Finally, the rocket's structure itself. You have been using heavy, tough hulls to ensure that the designs suffered no drag or compression issues - but the more you launched, the more data you have on the atmosphere and the less it is looking like you need to overbuild the missiles. A lighter hull would give a better mass fraction, a better mass fraction would give a better results in flight.

It would take months of research to refine these basic concepts into actual, buildable ideas, and that would seriously cut into the time you have to design a rocket for project Ajax - but nonetheless, it is necessary work.

Please roll 2d10 4 times.
 
rolling first time

Aww, and I got so excited when I rolled a 10.
Rockeye threw 2 10-faced dice. Total: 12
10 10 2 2
 
I'll throw another set since it's been a few minutes and nobody's done #s 3/4

Huh, what are the chances of that? (About 1/50 I think.)
Rockeye threw 2 10-faced dice. Reason: R&D Total: 12
2 2 10 10
 
Aight, you're coming out of this with gas-generator cycles and structural hulls. Update incoming. Tech post done as well.
 
EDIT: But, I sort of wonder what the odds of getting twelves three times out of four for a single bit.
0.265356%, I think.
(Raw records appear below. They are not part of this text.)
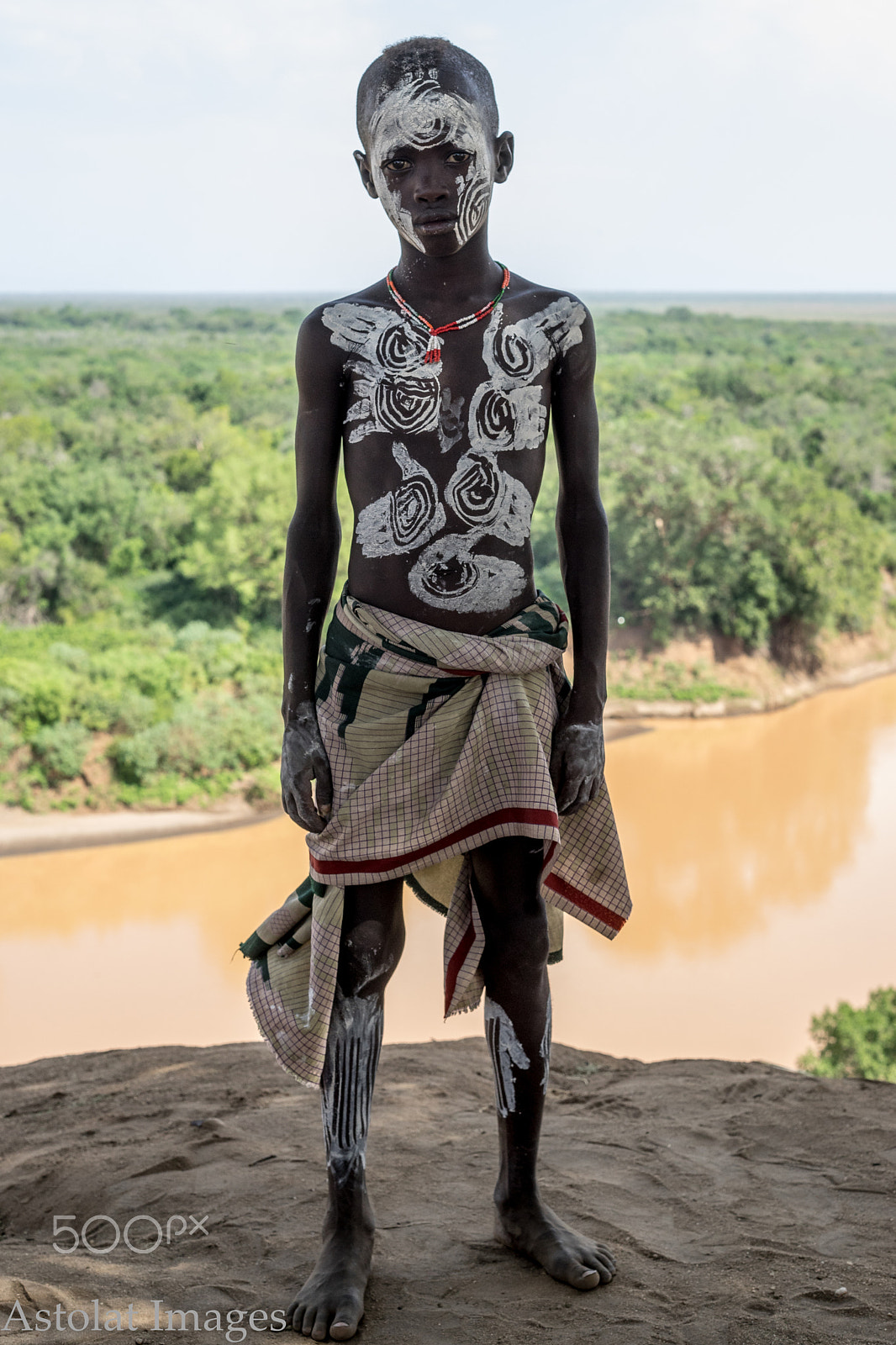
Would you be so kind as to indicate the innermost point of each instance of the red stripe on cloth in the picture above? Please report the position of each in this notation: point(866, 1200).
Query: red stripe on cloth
point(533, 817)
point(456, 962)
point(593, 908)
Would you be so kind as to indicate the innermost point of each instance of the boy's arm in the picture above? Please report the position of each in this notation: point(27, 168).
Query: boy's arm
point(577, 757)
point(313, 551)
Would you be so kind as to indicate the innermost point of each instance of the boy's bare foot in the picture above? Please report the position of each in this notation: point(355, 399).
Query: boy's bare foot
point(533, 1230)
point(331, 1302)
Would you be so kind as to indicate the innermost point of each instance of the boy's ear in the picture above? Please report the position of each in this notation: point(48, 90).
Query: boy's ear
point(363, 168)
point(503, 155)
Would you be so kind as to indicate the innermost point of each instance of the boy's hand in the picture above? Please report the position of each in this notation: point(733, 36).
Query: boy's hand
point(577, 763)
point(304, 759)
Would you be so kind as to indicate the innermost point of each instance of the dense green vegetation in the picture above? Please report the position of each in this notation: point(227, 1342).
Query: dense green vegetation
point(856, 1042)
point(147, 481)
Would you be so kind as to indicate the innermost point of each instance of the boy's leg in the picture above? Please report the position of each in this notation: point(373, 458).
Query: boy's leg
point(506, 887)
point(331, 1302)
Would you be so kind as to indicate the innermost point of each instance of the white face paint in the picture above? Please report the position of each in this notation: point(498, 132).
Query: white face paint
point(407, 517)
point(506, 1052)
point(420, 114)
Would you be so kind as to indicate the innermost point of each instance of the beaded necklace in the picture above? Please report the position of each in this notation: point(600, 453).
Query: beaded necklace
point(434, 347)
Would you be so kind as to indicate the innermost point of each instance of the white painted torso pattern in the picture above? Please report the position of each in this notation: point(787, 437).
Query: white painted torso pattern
point(396, 393)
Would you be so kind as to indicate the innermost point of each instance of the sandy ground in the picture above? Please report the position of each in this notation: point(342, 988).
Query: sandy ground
point(747, 1204)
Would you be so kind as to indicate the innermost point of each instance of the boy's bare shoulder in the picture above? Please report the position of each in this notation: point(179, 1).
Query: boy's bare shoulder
point(542, 296)
point(340, 326)
point(561, 316)
point(374, 296)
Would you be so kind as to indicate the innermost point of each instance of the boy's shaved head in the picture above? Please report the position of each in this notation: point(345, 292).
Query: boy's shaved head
point(424, 58)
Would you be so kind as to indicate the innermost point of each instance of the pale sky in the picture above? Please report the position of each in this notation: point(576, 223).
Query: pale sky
point(194, 145)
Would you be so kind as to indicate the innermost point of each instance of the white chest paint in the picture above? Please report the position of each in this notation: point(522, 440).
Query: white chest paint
point(397, 394)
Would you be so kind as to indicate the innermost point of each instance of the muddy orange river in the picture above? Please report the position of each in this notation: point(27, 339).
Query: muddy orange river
point(762, 858)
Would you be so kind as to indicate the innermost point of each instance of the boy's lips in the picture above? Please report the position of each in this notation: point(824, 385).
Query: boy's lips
point(435, 224)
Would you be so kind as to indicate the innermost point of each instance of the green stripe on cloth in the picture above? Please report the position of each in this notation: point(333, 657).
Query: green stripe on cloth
point(439, 743)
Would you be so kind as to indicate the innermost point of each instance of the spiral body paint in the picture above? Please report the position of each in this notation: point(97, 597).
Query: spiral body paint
point(420, 114)
point(397, 394)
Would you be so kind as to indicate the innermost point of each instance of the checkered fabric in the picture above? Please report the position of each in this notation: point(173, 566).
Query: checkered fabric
point(439, 743)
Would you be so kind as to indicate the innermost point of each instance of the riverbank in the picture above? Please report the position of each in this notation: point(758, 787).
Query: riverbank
point(57, 820)
point(744, 1203)
point(714, 677)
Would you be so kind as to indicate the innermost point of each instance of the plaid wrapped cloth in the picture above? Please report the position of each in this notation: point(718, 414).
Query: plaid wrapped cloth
point(439, 743)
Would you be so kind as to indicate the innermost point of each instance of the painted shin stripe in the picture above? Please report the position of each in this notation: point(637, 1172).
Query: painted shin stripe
point(347, 1087)
point(532, 817)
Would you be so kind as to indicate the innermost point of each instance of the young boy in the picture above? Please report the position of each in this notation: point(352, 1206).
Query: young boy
point(439, 730)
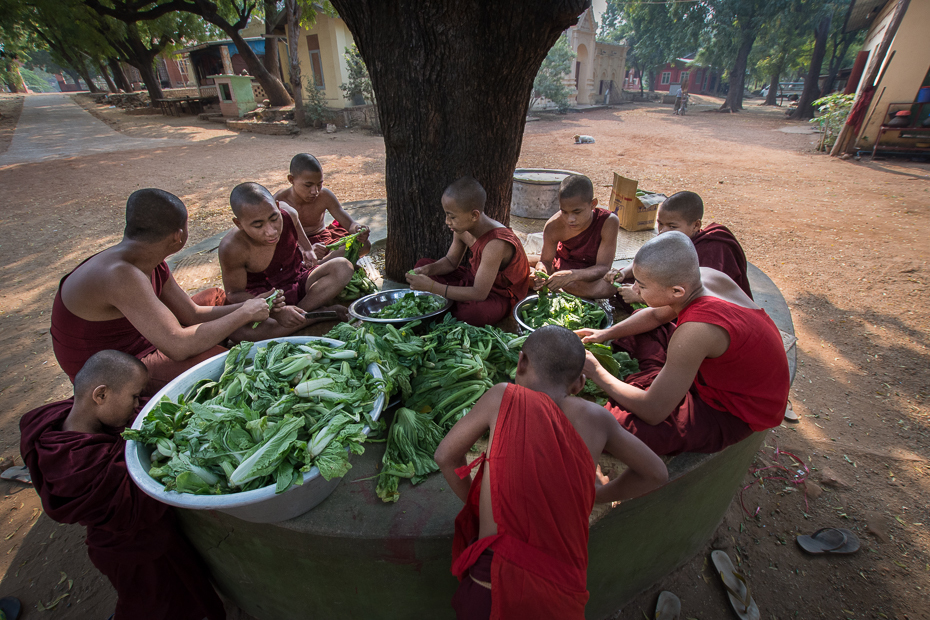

There's a 9% chance of and given set of 2d10 adding up to 12, one of the sets of dice has to add up to anything other than 12, and there are four different dice that that one could be. 0.09*0.09*0.09*0.91*4
 
C3P3
You spend four months in deep, intense work with your team. Theories are tested, fuels are burned, miniature rockets are designed and fired hundreds of metres into the air. When you finally sit down, exhausted by the stress already, you have a handful of months left before the design submission deadline and more than half of it gone on research and experimentation. The rumour is that O'Connel already have a booster ready to fly and are constructing demo prototypes even as you sit down to a meeting.

But you are very proud of what you have managed. So, perhaps you couldn't find a better fuel, and perhaps refined injectors escape the team, but you have a massively improved closed gas turbine cycle ready to go and a much lighter hull design just waiting for prototyping to check its strength. Whatever you build for the Ajax project, it's sure to draw a lot of attention purely for it's promises.

The first step is an engine. There are not many options on the scale of what you are looking at, but Usili Aeronautics has at least one that you believe can be upgraded to fit what you are looking for.

Fuel: N2H4/LOX
1M Multi-Feed Cycle with Dual Impingement: .28 Mass Flow
1.12M Atmospheric Nozzle
ISP Atmospheric: 235s
ISP Vacuum: 265s
Atmospheric Thrust: 128.3kN
Vacuum Thrust: 144.7kN
Mass: 2.12M
Cost: 4.64

A simple step up design to the Multi-Feed rather than Single Feed system gave an increase of thirty kiloNewtons in the engine for only a relatively small increase in cost. But, it wasn't as advanced a design as you can manage and you know it. Not only that, but it uses the extremely corrosive hydrazine fuel.

There is, however, the question of time. Do you have months to spend on designing your own engine? Or is the UA design the way to go?

Well?
[ ] Usili Aeronautics - we don't have the time
[ ] Custom engine - we must have perfection.
 
I vote we go with the UA design. Using the UA design, we pretty much just need eight engines on the first stage (with a 10M Structural Tank and getting us to 1.23 for a TWR) and two engines on the second stage (with a 4M Structural Tank and getting us to 1.10 for a TWR), and we get to 5.85km/s of delta-v (with a cost of 77.1885). It's honestly just perfect for what we need right now in terms of winning this contract.